Monday, March 7, 2011

Organic isn't what you think it is (maybe)

Organic is NOT pesticide free. In fact, some of the permitted pesticides from a pure chemistry perspective are inorganic. Benzene, ironically, is an organic solvent though it is a carcinogen. The upside is that the list of permitted pesticides is relatively short (see the end of this post), so you know what could have been used. But one would need to consult an expert to tell use the pros and cons of various treatments. Regardless, it bothers me that the lie "organic is pesticide free" is often repeated. Chances are if your food looks delicious, some kind of deterrent to bugs was used. The question is then associated risks, residues and quantity.

I actually like a lot of the same wines the “terroirists” do (and many they don’t), but if I hadn’t come across these wines via other channels, I’d be so turned off by the people supporting them I wouldn’t be interested. Much the way I’m turned off by the attitude of many $100+ Napa Cabs. Wine isn’t an ideology or an art installation; it’s an effin’ drink with good flavor, aroma and yes alcohol.

SO2 and organic are my biggest pet peeve with the “terroirists” because they simply don’t understand what they mean or do.

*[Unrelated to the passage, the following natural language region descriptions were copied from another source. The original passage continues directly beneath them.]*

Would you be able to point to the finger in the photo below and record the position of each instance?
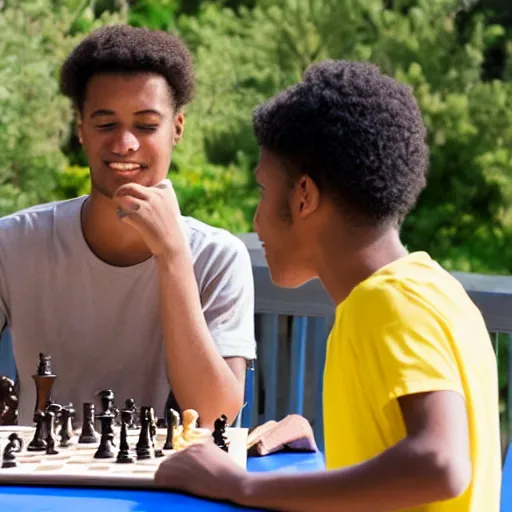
(128, 205)
(164, 184)
(134, 190)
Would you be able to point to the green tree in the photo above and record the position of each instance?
(463, 217)
(36, 119)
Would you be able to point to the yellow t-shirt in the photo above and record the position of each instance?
(410, 328)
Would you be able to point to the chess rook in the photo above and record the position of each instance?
(104, 450)
(44, 380)
(88, 434)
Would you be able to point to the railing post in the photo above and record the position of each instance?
(298, 365)
(268, 362)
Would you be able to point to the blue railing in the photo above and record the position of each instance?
(292, 328)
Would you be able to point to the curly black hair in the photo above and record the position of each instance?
(126, 49)
(358, 134)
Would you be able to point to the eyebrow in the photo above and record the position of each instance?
(105, 112)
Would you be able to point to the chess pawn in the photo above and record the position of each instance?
(219, 433)
(129, 405)
(8, 457)
(88, 434)
(173, 422)
(124, 457)
(104, 450)
(190, 418)
(107, 401)
(8, 402)
(144, 446)
(38, 442)
(51, 439)
(66, 428)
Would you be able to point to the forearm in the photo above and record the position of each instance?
(404, 476)
(200, 378)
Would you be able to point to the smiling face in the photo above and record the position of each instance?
(285, 222)
(128, 128)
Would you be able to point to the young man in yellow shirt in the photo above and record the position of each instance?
(410, 386)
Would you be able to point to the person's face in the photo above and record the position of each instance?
(283, 222)
(128, 128)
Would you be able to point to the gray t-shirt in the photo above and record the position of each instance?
(99, 323)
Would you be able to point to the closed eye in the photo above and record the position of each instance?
(148, 127)
(105, 126)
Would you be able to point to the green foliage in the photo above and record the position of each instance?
(36, 120)
(248, 50)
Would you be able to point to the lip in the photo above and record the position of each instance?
(129, 172)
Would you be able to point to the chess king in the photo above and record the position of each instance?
(117, 286)
(411, 411)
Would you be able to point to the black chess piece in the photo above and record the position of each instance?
(66, 425)
(88, 435)
(16, 442)
(129, 405)
(51, 438)
(104, 450)
(219, 433)
(8, 402)
(173, 421)
(107, 401)
(124, 457)
(38, 442)
(44, 380)
(144, 444)
(12, 447)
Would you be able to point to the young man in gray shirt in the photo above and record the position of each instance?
(119, 288)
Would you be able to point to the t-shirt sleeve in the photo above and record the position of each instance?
(227, 297)
(407, 344)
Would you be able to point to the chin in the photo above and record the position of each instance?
(287, 279)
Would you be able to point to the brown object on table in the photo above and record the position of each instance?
(8, 402)
(293, 433)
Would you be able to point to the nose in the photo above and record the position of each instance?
(125, 143)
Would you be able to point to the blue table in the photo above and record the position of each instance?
(66, 499)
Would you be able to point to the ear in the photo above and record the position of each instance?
(306, 197)
(179, 127)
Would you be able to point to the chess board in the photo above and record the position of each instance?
(76, 465)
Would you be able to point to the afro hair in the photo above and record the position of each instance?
(126, 49)
(358, 134)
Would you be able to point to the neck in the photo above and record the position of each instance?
(110, 239)
(346, 261)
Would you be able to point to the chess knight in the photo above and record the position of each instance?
(8, 402)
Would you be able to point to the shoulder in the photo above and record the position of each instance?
(210, 243)
(39, 217)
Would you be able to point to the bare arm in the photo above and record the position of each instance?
(431, 464)
(200, 377)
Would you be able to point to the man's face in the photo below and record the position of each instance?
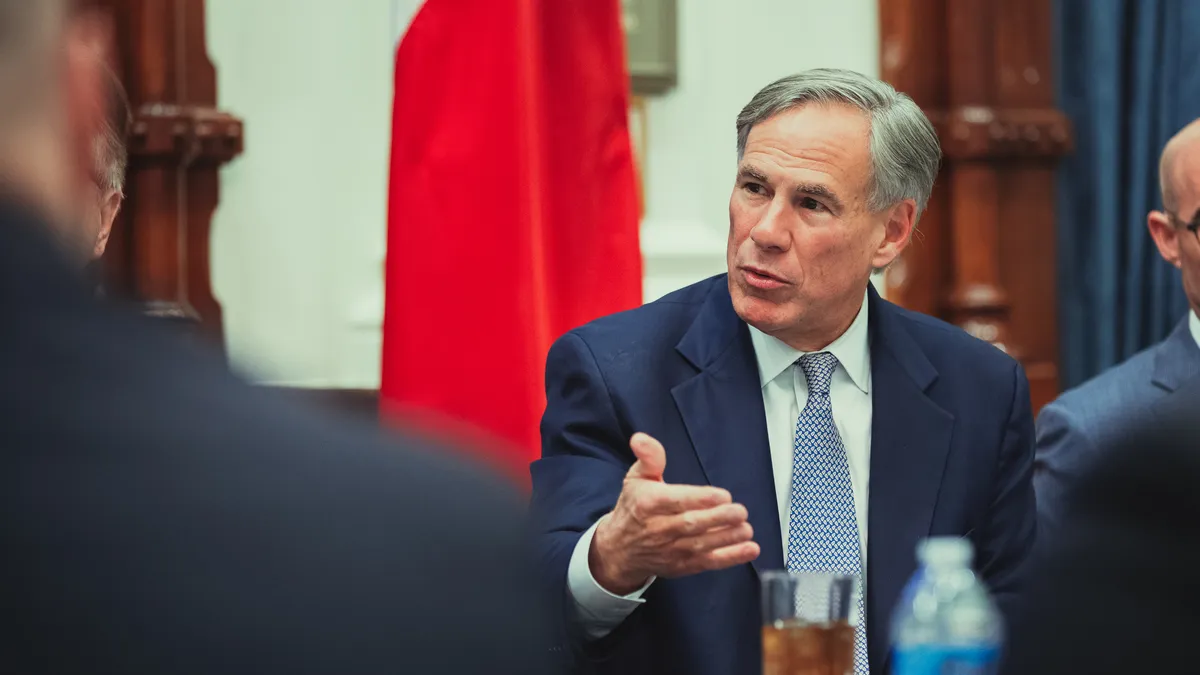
(1176, 244)
(803, 240)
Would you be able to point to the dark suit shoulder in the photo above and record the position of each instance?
(1113, 389)
(949, 347)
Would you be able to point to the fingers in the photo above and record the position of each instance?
(693, 523)
(731, 556)
(717, 539)
(652, 458)
(669, 500)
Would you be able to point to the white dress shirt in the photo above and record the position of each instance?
(784, 394)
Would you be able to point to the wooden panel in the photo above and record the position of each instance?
(160, 245)
(982, 72)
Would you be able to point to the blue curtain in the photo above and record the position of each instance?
(1128, 78)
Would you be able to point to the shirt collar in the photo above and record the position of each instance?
(852, 350)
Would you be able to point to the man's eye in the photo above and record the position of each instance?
(811, 204)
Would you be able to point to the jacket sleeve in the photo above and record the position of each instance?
(585, 457)
(1006, 538)
(1062, 451)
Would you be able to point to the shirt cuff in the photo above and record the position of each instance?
(599, 610)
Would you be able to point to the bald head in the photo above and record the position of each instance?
(1179, 171)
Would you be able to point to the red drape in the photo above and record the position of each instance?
(513, 213)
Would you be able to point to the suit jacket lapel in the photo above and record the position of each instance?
(910, 443)
(723, 411)
(1177, 358)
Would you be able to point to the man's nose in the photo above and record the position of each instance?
(773, 230)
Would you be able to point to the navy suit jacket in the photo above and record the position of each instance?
(1085, 423)
(952, 453)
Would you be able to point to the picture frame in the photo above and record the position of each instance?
(651, 45)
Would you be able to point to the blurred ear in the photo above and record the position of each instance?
(108, 211)
(901, 220)
(1165, 236)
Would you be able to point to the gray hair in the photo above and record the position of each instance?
(109, 149)
(905, 153)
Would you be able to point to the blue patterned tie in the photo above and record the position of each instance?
(823, 531)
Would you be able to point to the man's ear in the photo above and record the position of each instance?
(108, 211)
(1165, 236)
(901, 221)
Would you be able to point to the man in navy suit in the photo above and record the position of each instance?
(1086, 422)
(780, 416)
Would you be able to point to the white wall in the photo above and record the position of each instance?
(299, 237)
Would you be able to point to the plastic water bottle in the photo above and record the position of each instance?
(946, 623)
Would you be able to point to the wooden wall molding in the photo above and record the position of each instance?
(981, 132)
(184, 136)
(985, 256)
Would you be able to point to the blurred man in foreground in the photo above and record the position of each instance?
(156, 515)
(1116, 591)
(1085, 422)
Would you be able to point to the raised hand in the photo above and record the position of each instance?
(660, 530)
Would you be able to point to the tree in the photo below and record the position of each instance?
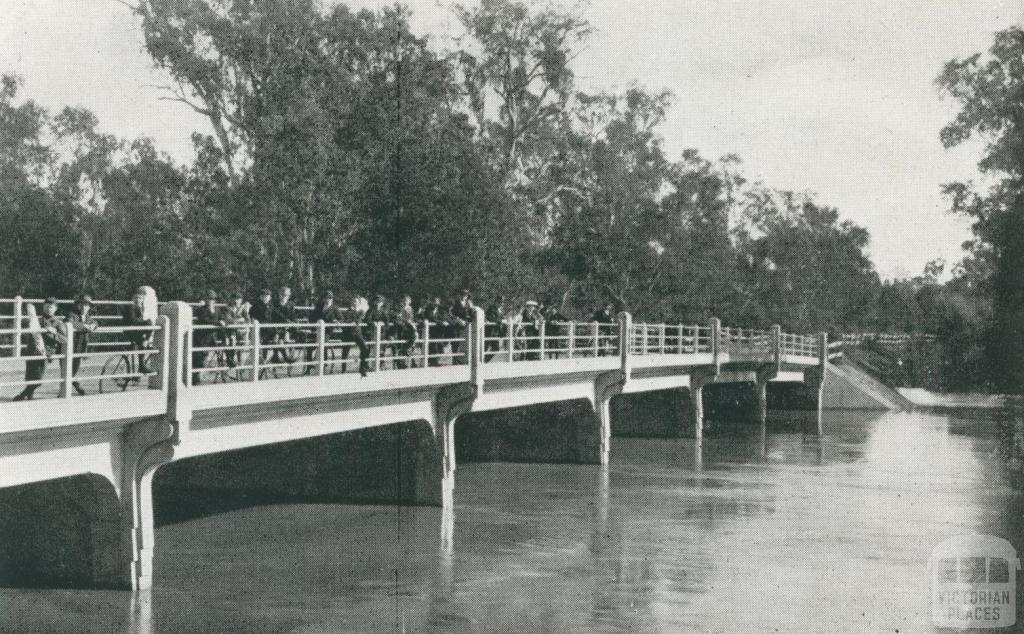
(612, 235)
(990, 92)
(515, 60)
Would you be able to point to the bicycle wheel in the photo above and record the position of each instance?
(113, 367)
(292, 357)
(242, 368)
(216, 365)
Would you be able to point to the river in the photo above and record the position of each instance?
(747, 532)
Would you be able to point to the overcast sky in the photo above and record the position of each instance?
(836, 97)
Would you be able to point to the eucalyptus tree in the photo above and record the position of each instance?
(989, 89)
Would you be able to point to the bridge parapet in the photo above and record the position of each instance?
(254, 352)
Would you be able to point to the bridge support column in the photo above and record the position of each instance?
(697, 382)
(450, 404)
(147, 445)
(761, 396)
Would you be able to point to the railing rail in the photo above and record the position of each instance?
(254, 351)
(84, 369)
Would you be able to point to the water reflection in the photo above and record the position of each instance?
(752, 530)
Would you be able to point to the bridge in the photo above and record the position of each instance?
(197, 396)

SO2 is vital for microbial stability and scouring byproducts of oxidation. If you can’t assume perfect provenance and aren’t drinking the wine immediately, it is a net good. I suspect “terroirists” often confuse sulfites with sulfides or thiols, i.e. mercaptans. Scientific illiteracy is a dangerous thing in the hands of a ideologically bent idiot.

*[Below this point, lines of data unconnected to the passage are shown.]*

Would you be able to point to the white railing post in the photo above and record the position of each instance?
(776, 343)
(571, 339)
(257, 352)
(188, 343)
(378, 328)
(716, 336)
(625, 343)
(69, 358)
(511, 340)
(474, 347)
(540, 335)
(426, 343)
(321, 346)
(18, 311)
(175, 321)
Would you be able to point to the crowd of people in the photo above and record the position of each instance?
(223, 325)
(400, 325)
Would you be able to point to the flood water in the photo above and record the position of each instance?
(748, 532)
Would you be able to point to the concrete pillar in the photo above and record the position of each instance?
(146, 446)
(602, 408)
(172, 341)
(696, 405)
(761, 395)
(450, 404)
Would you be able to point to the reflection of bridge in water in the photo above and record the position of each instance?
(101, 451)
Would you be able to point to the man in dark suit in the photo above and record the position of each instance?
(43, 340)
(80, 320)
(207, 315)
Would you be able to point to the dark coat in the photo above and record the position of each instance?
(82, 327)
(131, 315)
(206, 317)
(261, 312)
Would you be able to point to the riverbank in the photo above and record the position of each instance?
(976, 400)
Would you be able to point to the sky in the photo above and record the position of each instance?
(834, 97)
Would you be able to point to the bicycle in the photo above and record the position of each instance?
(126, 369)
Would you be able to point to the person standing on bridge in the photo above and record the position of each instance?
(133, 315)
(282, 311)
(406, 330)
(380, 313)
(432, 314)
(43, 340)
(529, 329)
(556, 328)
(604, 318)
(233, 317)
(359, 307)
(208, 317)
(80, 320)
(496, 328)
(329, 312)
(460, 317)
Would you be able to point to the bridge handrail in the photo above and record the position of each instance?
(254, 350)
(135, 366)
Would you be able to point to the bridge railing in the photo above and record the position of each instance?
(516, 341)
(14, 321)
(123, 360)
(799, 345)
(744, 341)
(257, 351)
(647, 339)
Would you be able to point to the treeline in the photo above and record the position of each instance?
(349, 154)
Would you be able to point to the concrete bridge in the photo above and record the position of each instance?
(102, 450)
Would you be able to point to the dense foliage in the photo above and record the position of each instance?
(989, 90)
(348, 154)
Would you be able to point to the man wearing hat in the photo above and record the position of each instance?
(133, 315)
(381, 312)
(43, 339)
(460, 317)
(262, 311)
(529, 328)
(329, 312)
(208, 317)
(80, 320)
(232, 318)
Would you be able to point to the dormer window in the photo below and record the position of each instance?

As for organic, I’m sure most “terroirists” are unaware that Copper Sulfate (gasp, an inorganic chemical) and elemental Sulfur are permitted as anti-fungal agents in USDA organic as well as European organic and biodynamic viticulture. Yet if you put SO2 in the finished wine, it is a crime. If an ideology lacks internal consistency, it fails. Talk about a failure: organic does not mean pesticide or fungicide free. It only limits the options to a specific list of traditional treatments.

Below is an excerpt from USDA regulations. I've bolded the section on plant disease control.
205.601 Synthetic substances allowed for use in organic crop production

In accordance with restrictions specified in this section, the following synthetic substances may be used in organic crop production: Provided, That, use of such substances do not contribute to contamination of crops, soil, or water. Substances allowed by this section, except disinfectants and sanitizers in paragraph (a) and those substances in paragraphs (c), (j), (k), and (l) of this section, may only be used when the provisions set forth in 205.206(a) through (d) prove insufficient to prevent or control the target pest.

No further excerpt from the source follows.